Begitu pula dengan sabda Rasulullah Shallallahu ‘alaihi wa sallam banyak yang menunjukkan tingginya kebaikan sahabat satu ini. Kemuliaanya banyak tercatat memenuhi kitab-kitab perbendaharaan hadits. Bagi mau yang merenunginya, sungguh kepahlawanan beliau akan mampu menyadarkan kaum Muslimin kemudian mengantarkannya untuk lebih mencintainya, sebagai insan yang mempunyai jasa besar terhadap Islam dan kaum Muslimin.


Salah satu keunggulan beliau yang tidak dirasakan oleh sahabat lainnya, yaitu seluruh kerabat Abu Bakar ash-Shiddiq Radhiyallahu anhu semuanya beriman dan masuk dalam barisan kaum Mukminin. Sebagai contoh ayah beliau, yaitu 'Utsmân Abu Quhâfah Radhiyallahu anhu masuk Islam. Sang ibu, Salma binti Shakhr bin 'Âmir Radhiyallahu anhuma yang dikenal dengan Ummu Khair pun menerima seruan Islam. Kebaikan yang sangat luar biasa ini pun menyebar pada putra-putri Abu Bakar dan cucu-cucunya. Begitu pula dengan Muhammad bin 'Abdur-Rahman bin Abu Bakr bin Abi Quhâfah, ia hidup pada zaman Nabi Shallallahu ‘alaihi wa sallam dalam keadaan beriman. Empat generasi dari keluarga Abu Bakr ash-Shiddiiq ini menyaksikan Rasulullah Shallallahu ‘alaihi wa sallam dalam keadaan telah memeluk Islam, hingga masing-masing menggenggam keutamaan menjadi sahabat Rasulullah Shallallahu ‘alaihi wa sallam . Keadaan semacam ini tidak dijumpai pada zaman itu, kecuali hanya pada rumah Abu Bakar. Mereka ini adalah keluarga iman, sebagaimana juga ada rumah yang dipenuhi oleh nifak (kemunafikan).

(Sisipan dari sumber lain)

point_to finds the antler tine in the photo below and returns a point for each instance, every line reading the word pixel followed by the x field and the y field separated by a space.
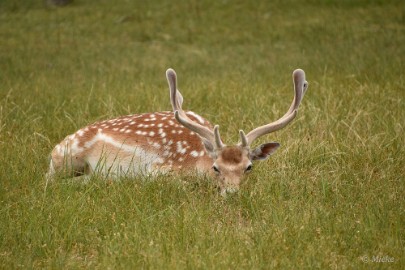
pixel 176 100
pixel 300 86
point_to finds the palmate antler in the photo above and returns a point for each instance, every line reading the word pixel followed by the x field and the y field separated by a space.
pixel 300 87
pixel 213 136
pixel 176 99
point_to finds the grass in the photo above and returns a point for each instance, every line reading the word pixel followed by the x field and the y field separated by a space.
pixel 331 195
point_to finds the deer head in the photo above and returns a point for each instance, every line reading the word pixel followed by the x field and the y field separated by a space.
pixel 231 163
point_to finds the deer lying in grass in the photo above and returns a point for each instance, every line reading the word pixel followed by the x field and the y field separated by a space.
pixel 161 142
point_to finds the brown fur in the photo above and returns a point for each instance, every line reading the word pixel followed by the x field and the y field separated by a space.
pixel 231 154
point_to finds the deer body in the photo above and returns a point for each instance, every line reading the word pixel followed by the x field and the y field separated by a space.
pixel 166 141
pixel 132 145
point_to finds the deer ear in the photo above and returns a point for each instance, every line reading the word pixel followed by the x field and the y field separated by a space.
pixel 263 151
pixel 209 147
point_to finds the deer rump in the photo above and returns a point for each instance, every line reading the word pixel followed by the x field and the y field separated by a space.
pixel 159 142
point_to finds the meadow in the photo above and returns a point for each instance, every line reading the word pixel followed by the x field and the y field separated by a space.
pixel 332 196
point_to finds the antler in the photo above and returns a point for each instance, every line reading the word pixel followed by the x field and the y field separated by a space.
pixel 300 86
pixel 176 100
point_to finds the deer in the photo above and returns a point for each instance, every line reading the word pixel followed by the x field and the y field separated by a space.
pixel 163 142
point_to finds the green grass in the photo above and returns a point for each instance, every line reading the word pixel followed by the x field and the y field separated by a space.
pixel 333 193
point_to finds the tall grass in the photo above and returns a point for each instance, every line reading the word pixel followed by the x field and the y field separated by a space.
pixel 331 197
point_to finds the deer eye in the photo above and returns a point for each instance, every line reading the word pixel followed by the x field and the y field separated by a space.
pixel 216 170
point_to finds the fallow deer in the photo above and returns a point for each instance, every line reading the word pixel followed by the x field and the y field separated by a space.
pixel 162 142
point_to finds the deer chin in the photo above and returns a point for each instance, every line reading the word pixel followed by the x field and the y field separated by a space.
pixel 161 142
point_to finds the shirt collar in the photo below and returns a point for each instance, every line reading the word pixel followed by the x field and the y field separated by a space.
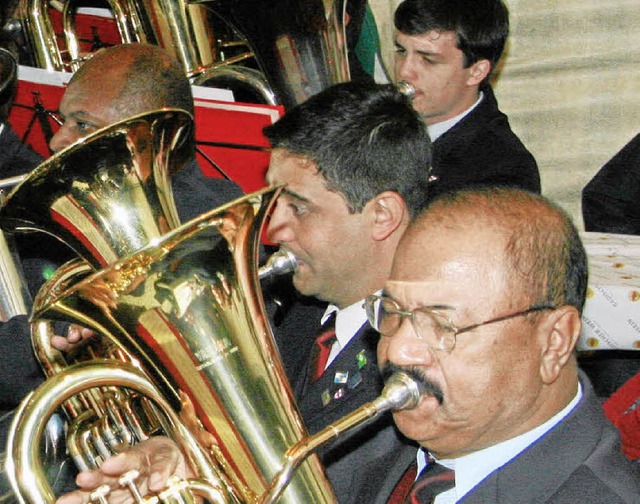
pixel 349 320
pixel 438 129
pixel 473 468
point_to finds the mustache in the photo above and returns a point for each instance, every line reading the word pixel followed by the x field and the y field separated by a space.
pixel 425 385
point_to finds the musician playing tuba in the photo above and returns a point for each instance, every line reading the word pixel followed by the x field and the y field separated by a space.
pixel 354 159
pixel 115 84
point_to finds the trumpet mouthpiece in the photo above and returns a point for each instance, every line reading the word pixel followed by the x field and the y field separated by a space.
pixel 406 89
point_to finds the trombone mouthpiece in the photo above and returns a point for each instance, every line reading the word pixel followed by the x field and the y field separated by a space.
pixel 279 263
pixel 406 89
pixel 401 391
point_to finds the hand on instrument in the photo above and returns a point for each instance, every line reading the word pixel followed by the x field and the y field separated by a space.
pixel 75 335
pixel 190 420
pixel 156 460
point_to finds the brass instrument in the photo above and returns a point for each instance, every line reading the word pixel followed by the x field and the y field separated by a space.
pixel 185 308
pixel 109 194
pixel 406 89
pixel 299 50
pixel 184 31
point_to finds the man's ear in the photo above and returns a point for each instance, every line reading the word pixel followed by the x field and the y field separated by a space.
pixel 560 333
pixel 478 72
pixel 389 212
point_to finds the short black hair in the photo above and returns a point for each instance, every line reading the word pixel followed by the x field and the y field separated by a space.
pixel 365 138
pixel 544 253
pixel 481 26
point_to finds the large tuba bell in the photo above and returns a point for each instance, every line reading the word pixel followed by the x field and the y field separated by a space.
pixel 187 32
pixel 186 309
pixel 299 47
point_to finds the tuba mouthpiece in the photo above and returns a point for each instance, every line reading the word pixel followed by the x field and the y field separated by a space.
pixel 280 263
pixel 406 89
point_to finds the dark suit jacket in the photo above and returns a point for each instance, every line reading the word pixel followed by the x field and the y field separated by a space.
pixel 362 466
pixel 16 158
pixel 611 200
pixel 482 150
pixel 578 461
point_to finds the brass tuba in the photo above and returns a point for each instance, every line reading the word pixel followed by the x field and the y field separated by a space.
pixel 299 48
pixel 186 309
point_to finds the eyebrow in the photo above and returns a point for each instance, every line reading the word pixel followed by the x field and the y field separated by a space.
pixel 420 52
pixel 430 307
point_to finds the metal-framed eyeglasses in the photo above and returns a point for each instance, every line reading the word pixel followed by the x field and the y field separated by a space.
pixel 431 324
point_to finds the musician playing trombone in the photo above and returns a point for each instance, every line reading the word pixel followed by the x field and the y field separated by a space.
pixel 482 308
pixel 355 161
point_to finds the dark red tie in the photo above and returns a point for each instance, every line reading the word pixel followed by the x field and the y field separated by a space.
pixel 433 480
pixel 402 488
pixel 324 342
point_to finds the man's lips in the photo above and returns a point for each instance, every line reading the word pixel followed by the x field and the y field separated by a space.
pixel 425 385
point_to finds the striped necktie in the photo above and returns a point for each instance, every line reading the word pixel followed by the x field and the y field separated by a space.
pixel 433 480
pixel 323 345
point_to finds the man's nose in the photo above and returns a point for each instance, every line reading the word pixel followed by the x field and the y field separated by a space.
pixel 278 228
pixel 404 68
pixel 405 348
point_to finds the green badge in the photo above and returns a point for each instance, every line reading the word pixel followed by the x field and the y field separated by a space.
pixel 361 358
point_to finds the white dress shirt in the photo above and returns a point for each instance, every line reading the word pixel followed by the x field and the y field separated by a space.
pixel 349 320
pixel 473 468
pixel 439 129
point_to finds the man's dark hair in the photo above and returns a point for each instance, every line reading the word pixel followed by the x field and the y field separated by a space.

Popularitas Abu Bakar ash-Shiddiiq Radhiyallahu anhu yang lain, beliau terhitung kalangan khuthaba (singa podium). Beliau memiliki kefasihan dan ketinggian sastra, dengan kata-kata padat dan ringkas, yang memuat apa yang disampaikan, tanpa dipaksakan. Memang tidak sedikit dari kalangan sahabat yang terkenal dengan kecakapan olah kata. Seperti 'Ali, 'Umar, Tsâbit bin Syammâsy, Hassân bin Tsâbit, Ka'b bin Mâlik g , dan lain-lain. Namun perbedaannya, Abu Bakar ash-Shiddiiq menyampaikan khutbah untuk mewakili Nabi Shallallahu ‘alaihi wa sallam saat beliau hadir maupun ketika Nabi Shallallahu ‘alaihi wa sallam berhalangan. Sementara itu, Nabi Shallallahu ‘alaihi wa sallam hanya terdiam dan menganggukkan saja apa yang disampaikan sahabat tercintanya itu. Apa yang disampaikan Abu Bakar Radhiyallahu anhu bak kata pembuka bagi apa yang akan dituturkan oleh Rasulullah Shallallahu ‘alaihi wa sallam. Pada setiap musim haji, Abu Bakar Radhiyallahu anhu berpidato mengajak orang-orang untuk mengikuti Nabi Shallallahu ‘alaihi wa sallam .

Pada waktu kedatangan Rasulullah dan Abu Bakr ash-Shiddiiq di Madinah saat hijrah dari Mekkah, Abu Bakarlah yang memulai perbincangan dengan penduduk Madinah. Sampai sebagian orang yang belum mengenal mereka menyangka bahwa dialah Rasulullah Shallallahu ‘alaihi wa sallam .

Dalam berbagai kesempatan, Abu Bakr ash-Shiddiiq menyertai Rasulullah Shallallahu ‘alaihi wa sallam untuk menyambut tamu-tamu dari berbagai kabilah. Saat Nabi Shallallahu ‘alaihi wa sallam tidak di tempat, maka Abu Bakr ash-Shiddiiq Radhiyallahu anhu orang yang menghadapinya. Pasca wafatnya Rasulullah Shallallahu ‘alaihi wa sallam , dialah yang langsung berbicara dengan massa.[1]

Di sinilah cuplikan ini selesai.